Pierre Larrouturou : « Hollande a renoncé au progrès social »

L’économiste Pierre Larrouturou estime que les annonces du Président
sont entièrement tournées vers le Medef, et non vers les citoyens.

Thierry Brun  • 23 janvier 2014 abonné·es

Le fondateur de Nouvelle Donne, parti politique ancré à gauche, reproche au gouvernement son obstination à favoriser la croissance au seul profit du patronat, et de mener une politique contraire à la social-démocratie.

Quelle est l’analyse de Nouvelle Donne sur les annonces de François Hollande lors de sa conférence de presse ?

Pierre Larrouturou : Les déclarations de François Hollande, mais aussi celles de Pierre Moscovici et d’Arnaud Montebourg, confirment que nous allons dans le mur. Nous sommes très critiques car il y a là quelque chose de scandaleux du point de vue politique et philosophique. Le seul discours du Président consiste à mettre en avant le « produire plus », alors que nous connaissons une crise de civilisation. La politique de l’offre, cela ne marche pas. Les États-Unis s’enfoncent dans la crise, le taux d’activité s’est effondré : il n’y a plus que 62 % des Américains qui sont actifs. En Allemagne, le taux de croissance vient de tomber à 0,4 % en 2013, et le pays subit une précarité catastrophique. Arnaud Montebourg dit pourtant qu’il faut faire comme aux États-Unis et en Allemagne, alors qu’il disait, il y a deux ans, qu’il fallait engager la démondialisation ! Le mot était ambigu, mais il posait des questions intéressantes sur le changement des règles du jeu. Par exemple : comment imposer des règles sociales et environnementales dans la mondialisation ?

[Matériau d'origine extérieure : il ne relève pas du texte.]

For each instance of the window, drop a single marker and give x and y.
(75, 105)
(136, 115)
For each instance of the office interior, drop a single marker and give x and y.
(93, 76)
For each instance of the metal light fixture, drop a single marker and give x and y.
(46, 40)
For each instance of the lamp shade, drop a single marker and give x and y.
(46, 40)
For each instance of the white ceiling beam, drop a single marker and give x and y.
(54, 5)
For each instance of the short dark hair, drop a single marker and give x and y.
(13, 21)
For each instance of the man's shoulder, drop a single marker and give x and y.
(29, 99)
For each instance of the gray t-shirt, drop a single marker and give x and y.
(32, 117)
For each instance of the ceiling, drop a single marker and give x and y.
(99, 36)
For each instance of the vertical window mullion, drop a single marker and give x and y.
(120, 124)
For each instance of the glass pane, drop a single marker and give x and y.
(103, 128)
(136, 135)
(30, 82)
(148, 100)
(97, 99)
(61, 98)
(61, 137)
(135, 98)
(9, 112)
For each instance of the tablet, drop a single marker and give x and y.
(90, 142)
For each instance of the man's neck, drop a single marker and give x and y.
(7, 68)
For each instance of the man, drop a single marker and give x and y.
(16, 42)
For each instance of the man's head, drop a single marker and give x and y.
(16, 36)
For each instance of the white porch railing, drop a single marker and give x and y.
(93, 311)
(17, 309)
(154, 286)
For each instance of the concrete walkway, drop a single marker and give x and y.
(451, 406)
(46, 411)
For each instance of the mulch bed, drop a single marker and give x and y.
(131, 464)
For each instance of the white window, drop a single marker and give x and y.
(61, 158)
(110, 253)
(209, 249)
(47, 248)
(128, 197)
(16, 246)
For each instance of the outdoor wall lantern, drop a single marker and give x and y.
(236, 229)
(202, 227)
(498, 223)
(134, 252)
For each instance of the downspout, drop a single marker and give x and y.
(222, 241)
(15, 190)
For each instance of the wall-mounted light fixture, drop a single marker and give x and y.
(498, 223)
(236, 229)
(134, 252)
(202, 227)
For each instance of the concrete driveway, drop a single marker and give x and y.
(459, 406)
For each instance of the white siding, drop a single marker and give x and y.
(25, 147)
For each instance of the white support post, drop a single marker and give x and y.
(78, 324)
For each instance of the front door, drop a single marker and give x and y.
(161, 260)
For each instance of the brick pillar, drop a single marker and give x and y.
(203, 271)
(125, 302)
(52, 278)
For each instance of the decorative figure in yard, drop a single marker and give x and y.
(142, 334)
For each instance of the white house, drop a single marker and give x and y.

Avec la présentation du pacte de responsabilité, François Hollande n’entame-t-il pas un virage libéral ?

Ce n’est pas un virage. Avant le pacte de responsabilité pour les entreprises, il y a eu le crédit d’impôt sur la compétitivité et l’emploi (CICE) de 20 milliards d’euros. Comment va-t-on financer les 30 milliards d’euros du pacte ? Yvon Gattaz  [ancien président du CNPF, ex-Medef, NDLR], le père de Pierre Gattaz, président du Medef, promettait il y a trente ans la création de 471 000 emplois si on supprimait l’autorisation administrative de licenciement. Il a obtenu cette suppression et cela n’a créé aucun emploi !

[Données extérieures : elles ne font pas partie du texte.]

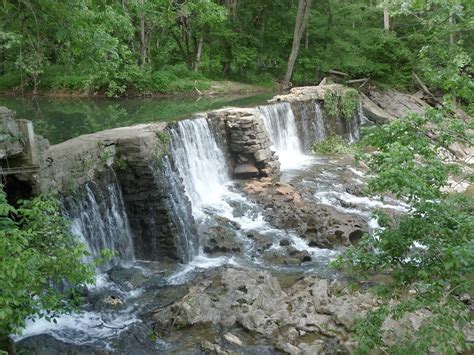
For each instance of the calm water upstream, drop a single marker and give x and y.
(62, 119)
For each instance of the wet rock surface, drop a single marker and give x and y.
(313, 314)
(322, 226)
(246, 141)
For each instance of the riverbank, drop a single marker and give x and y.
(181, 86)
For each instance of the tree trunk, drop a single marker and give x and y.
(143, 40)
(143, 44)
(451, 30)
(302, 17)
(260, 63)
(198, 53)
(386, 19)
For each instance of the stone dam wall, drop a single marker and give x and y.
(135, 156)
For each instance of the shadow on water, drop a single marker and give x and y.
(61, 119)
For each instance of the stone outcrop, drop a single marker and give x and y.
(134, 153)
(10, 135)
(311, 93)
(386, 106)
(247, 142)
(322, 226)
(312, 314)
(309, 103)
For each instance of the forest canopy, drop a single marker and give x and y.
(140, 46)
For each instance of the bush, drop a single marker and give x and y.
(428, 252)
(41, 269)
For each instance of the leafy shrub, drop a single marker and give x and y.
(41, 269)
(334, 145)
(430, 250)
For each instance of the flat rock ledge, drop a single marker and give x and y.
(247, 142)
(239, 310)
(321, 226)
(309, 93)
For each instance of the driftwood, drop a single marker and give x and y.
(335, 72)
(354, 81)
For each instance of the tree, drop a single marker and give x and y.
(302, 17)
(428, 252)
(41, 268)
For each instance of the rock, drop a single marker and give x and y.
(284, 242)
(262, 155)
(102, 300)
(288, 348)
(383, 107)
(244, 171)
(207, 346)
(253, 300)
(127, 278)
(262, 242)
(220, 239)
(231, 338)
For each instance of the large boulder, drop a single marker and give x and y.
(386, 106)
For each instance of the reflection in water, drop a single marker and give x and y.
(62, 119)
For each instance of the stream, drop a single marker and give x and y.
(219, 206)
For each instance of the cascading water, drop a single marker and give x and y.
(181, 213)
(281, 126)
(199, 161)
(320, 129)
(99, 220)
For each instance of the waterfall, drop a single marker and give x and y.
(181, 213)
(99, 220)
(319, 128)
(200, 163)
(281, 127)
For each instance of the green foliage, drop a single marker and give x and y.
(41, 273)
(163, 137)
(341, 103)
(119, 47)
(430, 250)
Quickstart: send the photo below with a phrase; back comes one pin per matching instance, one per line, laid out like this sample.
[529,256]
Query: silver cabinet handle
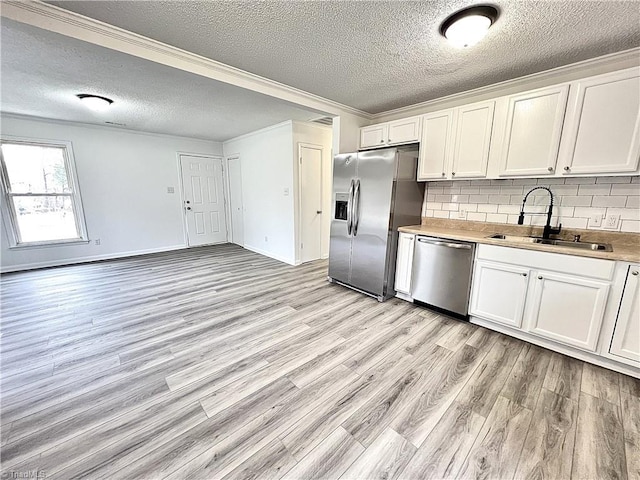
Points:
[356,208]
[350,208]
[461,246]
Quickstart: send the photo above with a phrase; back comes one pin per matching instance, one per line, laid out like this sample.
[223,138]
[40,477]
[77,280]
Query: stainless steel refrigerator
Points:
[374,193]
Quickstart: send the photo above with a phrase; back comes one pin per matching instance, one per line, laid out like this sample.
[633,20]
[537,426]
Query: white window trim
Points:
[8,211]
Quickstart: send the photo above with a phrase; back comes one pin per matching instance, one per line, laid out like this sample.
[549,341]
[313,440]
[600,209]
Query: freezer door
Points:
[344,172]
[372,209]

François Hollande estime que son pacte fait partie du compromis social-démocrate…

Non : c’est le contraire de la social-démocratie. François Hollande a renoncé au progrès social et à une société plus durable. La social-démocratie, c’est le contrat de progrès social par le débat et l’accord démocratique. Or, le gouvernement s’enferre dans un dialogue avec le Medef, sans les citoyens et les syndicats de salariés.

Que ferait Nouvelle Donne ?

Nous avons présenté vingt propositions sur notre site et nous publierons un manifeste en avril. Nous montrons comment retrouver l’équilibre des finances publiques. Au lieu d’augmenter la TVA ou l’impôt sur les personnes, on pourrait lutter contre les paradis fiscaux et modifier le code des marchés publics pour interdire les commandes publiques aux entreprises utilisant ces paradis fiscaux pour ne pas payer d’impôt. Cela représente 30 à 40 milliards d’euros. Faut-il s’aligner sur le moins-disant fiscal européen, comme on est en train de le faire ? Le taux d’impôt sur les bénéfices est passé de 37 % à 25 %, et il n’y a jamais eu autant de bénéfices en Europe. Est-ce qu’on est capable de créer un impôt européen sur les bénéfices ? La France gagnerait chaque année 21 milliards si le budget européen était financé de cette manière. Le dernier rapport de la Cnuced [^2], publié en septembre 2013, montre que la crise vient fondamentalement des inégalités. Comment se fait-il que les socialistes français ne soient pas capables de le comprendre et de corriger le tir ?

[^2]: Conférence des Nations unies sur le commerce et le développement.